Materials used in CDs and DVDs form the basis of a technology that one day could replace flash memory cards used in laptops, cellphones, cameras and other electronic devices.
Flash memory cards store data in the form of electrical charge, with the presence of charge signifying a 1 and its absence a 0. The charge is stored in a combination of a capacitor and a transistor, etched into silicon chips. So far, chip makers have relied on making these elements ever smaller - today's flash memory transistors are just 65 nanometers wide and the next generation will be a mere 45 nanometers.
Experts say that serious issues begin to arrise when dimensions get below 20 nanometres as parasitic charge builds up on the transistor every time new data is written, limiting the cards' use to around 10 000 write and erase cycles. As the transistor gets smaller the problems increase.

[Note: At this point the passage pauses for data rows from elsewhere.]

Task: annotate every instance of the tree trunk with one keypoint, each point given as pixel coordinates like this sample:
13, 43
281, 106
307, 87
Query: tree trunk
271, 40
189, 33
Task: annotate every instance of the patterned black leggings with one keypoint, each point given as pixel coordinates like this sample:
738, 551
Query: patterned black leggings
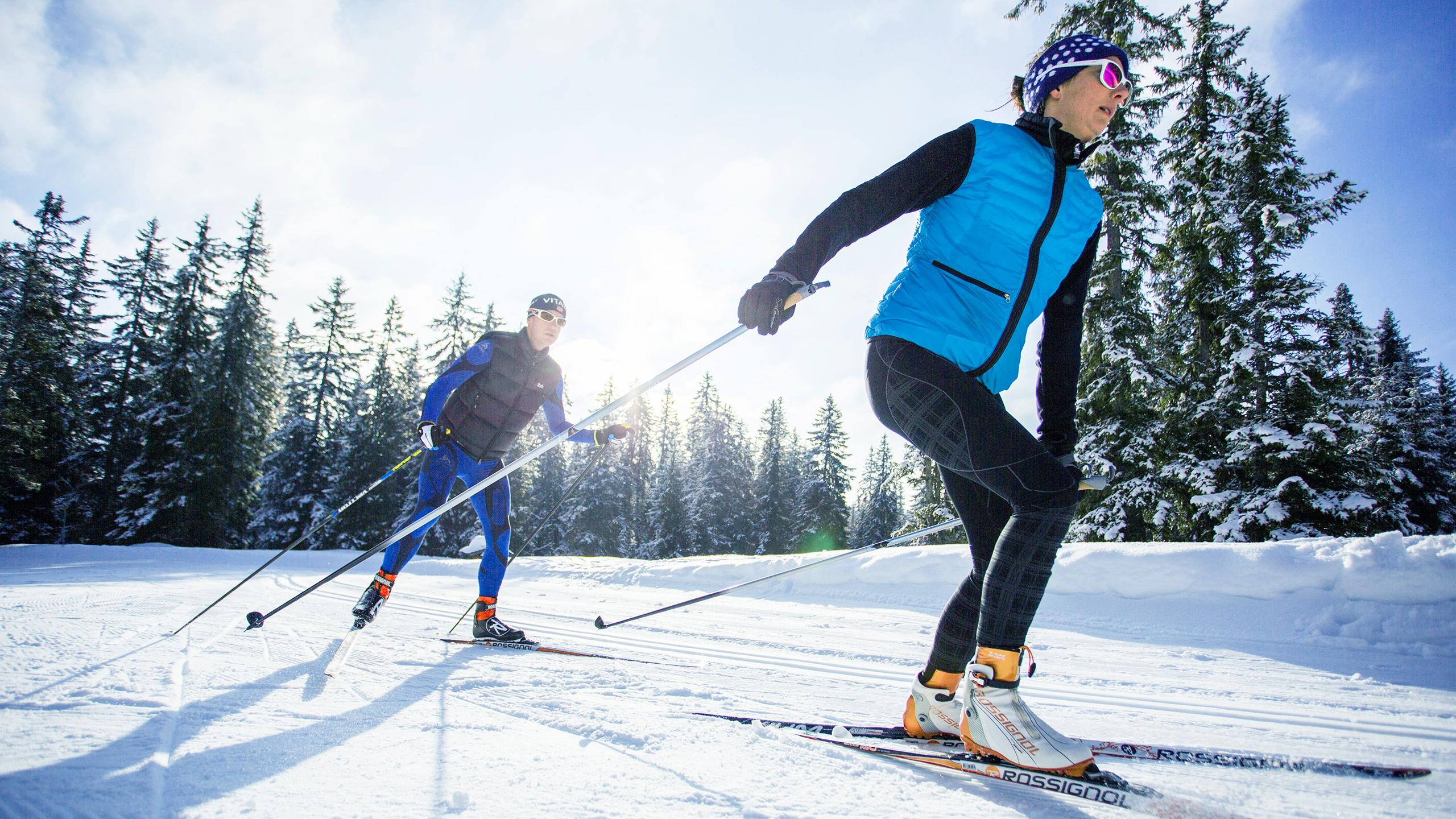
1015, 499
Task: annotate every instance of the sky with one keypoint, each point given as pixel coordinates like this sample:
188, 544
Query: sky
647, 161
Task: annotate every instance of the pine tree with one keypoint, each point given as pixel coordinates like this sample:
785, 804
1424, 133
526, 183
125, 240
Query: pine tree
1119, 371
775, 504
168, 474
459, 327
1197, 270
928, 500
1413, 489
85, 346
601, 511
638, 465
322, 375
826, 481
139, 280
880, 507
669, 494
717, 477
40, 408
287, 493
1283, 473
376, 437
239, 397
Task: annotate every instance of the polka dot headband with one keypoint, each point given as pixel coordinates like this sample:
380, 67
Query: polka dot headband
1049, 73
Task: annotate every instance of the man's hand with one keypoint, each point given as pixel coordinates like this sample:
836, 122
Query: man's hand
762, 307
427, 435
615, 432
1070, 462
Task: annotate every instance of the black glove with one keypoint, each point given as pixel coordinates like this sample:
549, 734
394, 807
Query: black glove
1070, 462
762, 307
615, 432
427, 435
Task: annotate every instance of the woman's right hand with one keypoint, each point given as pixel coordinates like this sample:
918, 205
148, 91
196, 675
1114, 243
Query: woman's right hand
762, 307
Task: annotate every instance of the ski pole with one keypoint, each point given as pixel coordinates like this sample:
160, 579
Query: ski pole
544, 521
932, 530
305, 537
1090, 483
255, 620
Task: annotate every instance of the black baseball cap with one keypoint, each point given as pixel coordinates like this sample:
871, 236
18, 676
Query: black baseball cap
549, 302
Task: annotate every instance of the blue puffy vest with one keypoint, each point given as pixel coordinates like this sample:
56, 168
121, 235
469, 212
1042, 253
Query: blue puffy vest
970, 286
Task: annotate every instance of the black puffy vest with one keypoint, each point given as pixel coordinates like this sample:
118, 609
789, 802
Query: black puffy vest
487, 413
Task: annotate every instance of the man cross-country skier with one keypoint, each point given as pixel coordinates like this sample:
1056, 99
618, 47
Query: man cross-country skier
472, 414
1008, 231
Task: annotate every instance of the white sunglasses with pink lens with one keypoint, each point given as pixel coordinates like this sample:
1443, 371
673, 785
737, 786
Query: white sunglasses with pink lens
1111, 75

Engineers from Numonyx, a spin off company from STMicroelectronics and Intel Corporation, have been working on Phase Change Memory since 2003. Phase Change Memory (PCM), is a promising new memory technology providing very fast read and write speeds at lower power than conventional flash, and allows for bit alterability normally seen in RAM. It incorporates the best of existing memory technologies and combines into one memory device.
It is not based on floating gate technology but chalcogenide material known as GST which is used in rewritable CDs and DVDs. A chalcogenide is a compound consisting of at least one chalcogen ion and at least one more electropositive element. All Group 16 elements of the periodic table are defined as chalcogens but the term is more commonly reserved for sulfides, selenides, and tellurides, rather than oxides.
PCM Improves as it scales to smaller dimensions. As the PCM memory cell shrinks the volume of GST material also shrinks requiring less power to affect the state change. This savings in power will enable PCs and chips to increase in performance relative to existing technologies. It will lower memory costs and generate new applications and memory uses in a wide range of systems.
Like flash, PCM is a non-volatile memory that can store bits even without a power supply. But unlike flash, data can be written to cells much faster, at rates comparable to the dynamic and static random-access memory (DRAM and SRAM) used in all computers and cell phones today. Numonyx engineers have used this technique to build a chip with 128 megabits of what they call PCM.
According to the New Scientist, researchers at IBM have already demonstrated that a PCM memory cell can be shrunk down to about 5 nanometers wide. As PCM does not accumulate parasitic charge, it can be rewritten at least a million times. PCMs will not be economically viable for awhile.